An Old Bull Durham Tobacco Ad in New Iberia, or Palimpsests on the Teche

In June 2011 fire destroyed a three-story Masonic lodge in downtown New Iberia, leaving a vacant lot along Main Street.  Although I drove past this site for years, it wasn’t until the lodge’s destruction that I noticed an old advertisement painted on the neighboring brick building — an advertisement whose existence had been hidden by the former lodge building.

The faded advertisement read: Bull Durham.

The remains of a Bull Durham Smoking Tobacco ad
on a New Iberia building, 2012.  Parts of the words "Genuine"
and "Smoking" are still visible above and below the brand name.
(Photo by the author)


No, not the 1988 movie featuring Kevin Costner, but a tobacco company and brand based in Durham, North Carolina.  The National Park Service, which has recognized the Bull Durham tobacco factory (also called the W. T. Blackwell and Company tobacco factory) for its historical importance, has referred to Bull Durham tobacco as “the first truly national tobacco brand” and “a part of American industrial history and folklore.” 

In a larger context, the barely visible advertisement is an example of what historians, architects, and others refer to as a palimpsest.

A Bull Durham advertising poster, 1910
(Source: Duke University per UNC-Chapel Hill)


The word palimpsest descends from the Latin palimpsestus, which in turn comes from the Greek palimpsÄ“stos, meaning “scraped again.”  This refers to the ancient practice of scraping the writing off a piece of parchment or vellum so that it might be reused.

Likewise, the remains of old painted advertisements are referred to as palimpsests because of their resemblance to old, scraped manuscripts that here and there, beneath their surfaces, reveal traces of earlier words.

Palimpsests for N. J. Breaux's furniture
and appliance store, New Iberia, La., 2012.
(Photo by the author)


A look around New Iberia revealed other palimpsests, such as that for N. J. Breaux’s furniture and appliance store.  Despite its timeworn appearance, the Breaux advertisement cannot be that old because it refers to “Television,” which only became a common appliance after World War II and particularly after 1950.  Indeed, as I point out in my book The Cajuns: Americanization of a People, in 1950 less than 1 percent of households in rural and small-town south Louisiana had television; but by 1960 the percentage had jumped to about 80 percent — an amazing increase in only a decade.

More palimpsests in New Iberia, 2012.
(Photo by author)

Addendum of 22 February 2012:

The below images are unrelated to the subject of palimpsests, but I post them here because they nonetheless relate to the history of downtown New Iberia.

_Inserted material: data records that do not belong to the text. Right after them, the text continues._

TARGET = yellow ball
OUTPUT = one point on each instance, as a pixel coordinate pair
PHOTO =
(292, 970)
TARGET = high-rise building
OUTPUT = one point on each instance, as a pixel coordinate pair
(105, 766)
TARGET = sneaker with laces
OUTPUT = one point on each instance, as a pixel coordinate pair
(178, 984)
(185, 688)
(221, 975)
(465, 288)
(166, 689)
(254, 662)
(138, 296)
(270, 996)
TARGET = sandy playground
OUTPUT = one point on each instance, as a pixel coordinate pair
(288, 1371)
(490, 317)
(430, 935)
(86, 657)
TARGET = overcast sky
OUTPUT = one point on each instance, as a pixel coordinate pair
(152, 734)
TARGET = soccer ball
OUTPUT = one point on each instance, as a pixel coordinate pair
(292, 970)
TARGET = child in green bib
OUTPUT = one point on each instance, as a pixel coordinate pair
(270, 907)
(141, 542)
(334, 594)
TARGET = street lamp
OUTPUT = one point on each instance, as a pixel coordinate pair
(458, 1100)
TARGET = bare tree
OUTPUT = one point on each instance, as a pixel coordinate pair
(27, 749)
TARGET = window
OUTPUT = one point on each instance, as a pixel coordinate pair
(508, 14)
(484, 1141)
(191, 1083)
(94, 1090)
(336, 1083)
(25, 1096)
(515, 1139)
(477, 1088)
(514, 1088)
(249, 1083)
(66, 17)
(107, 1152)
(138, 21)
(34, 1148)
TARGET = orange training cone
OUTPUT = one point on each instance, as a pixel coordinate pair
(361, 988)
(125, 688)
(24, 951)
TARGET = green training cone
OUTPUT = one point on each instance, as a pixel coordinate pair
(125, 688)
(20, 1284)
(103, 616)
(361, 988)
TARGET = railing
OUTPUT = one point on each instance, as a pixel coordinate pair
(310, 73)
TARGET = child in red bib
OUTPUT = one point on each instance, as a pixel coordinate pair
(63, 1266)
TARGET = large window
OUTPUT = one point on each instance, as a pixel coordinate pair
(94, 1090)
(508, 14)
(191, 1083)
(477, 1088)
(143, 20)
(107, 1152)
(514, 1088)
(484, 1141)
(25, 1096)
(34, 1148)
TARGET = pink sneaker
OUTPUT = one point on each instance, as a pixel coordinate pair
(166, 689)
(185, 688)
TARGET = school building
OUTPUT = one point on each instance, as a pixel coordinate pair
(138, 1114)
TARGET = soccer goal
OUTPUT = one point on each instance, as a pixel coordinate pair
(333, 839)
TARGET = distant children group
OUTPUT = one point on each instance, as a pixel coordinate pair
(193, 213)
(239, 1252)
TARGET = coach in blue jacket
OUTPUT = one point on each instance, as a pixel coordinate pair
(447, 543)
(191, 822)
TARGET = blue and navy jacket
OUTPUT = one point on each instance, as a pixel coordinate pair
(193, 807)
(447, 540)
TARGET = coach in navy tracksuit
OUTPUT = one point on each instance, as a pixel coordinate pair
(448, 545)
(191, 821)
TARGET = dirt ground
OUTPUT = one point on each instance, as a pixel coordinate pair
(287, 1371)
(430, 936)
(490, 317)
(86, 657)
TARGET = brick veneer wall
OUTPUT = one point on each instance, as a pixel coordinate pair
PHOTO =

These are two sets of "Then and Now" photographs, showing the New Iberia railroad station (taken ca. 1905) and the early twentieth-century site of Taylor's Drug Store (also taken ca. 1905).

The New Iberia railroad station, ca. 1905 and 2012.
(B&W photo courtesy of the Avery Island, Inc., Archives;
color photo by the author.)

Taylor's drug store in New Iberia, ca. 1905 and 2012.
(B&W photo courtesy of the Avery Island, Inc., Archives;
color photo by the author.)

The original railroad station image was taken on July 4th (thus the large crowd with an American flag).

Note the upstairs windows in the original drugstore image; the words painted on them read "Dr. Fulton" and "X-Ray."



Addendum of 20 July 2012:


Here's a neat palimpsest from farther up the Teche at St. Martinville:


Old Coca-Cola advertisement
on brick wall in St. Martinville, La.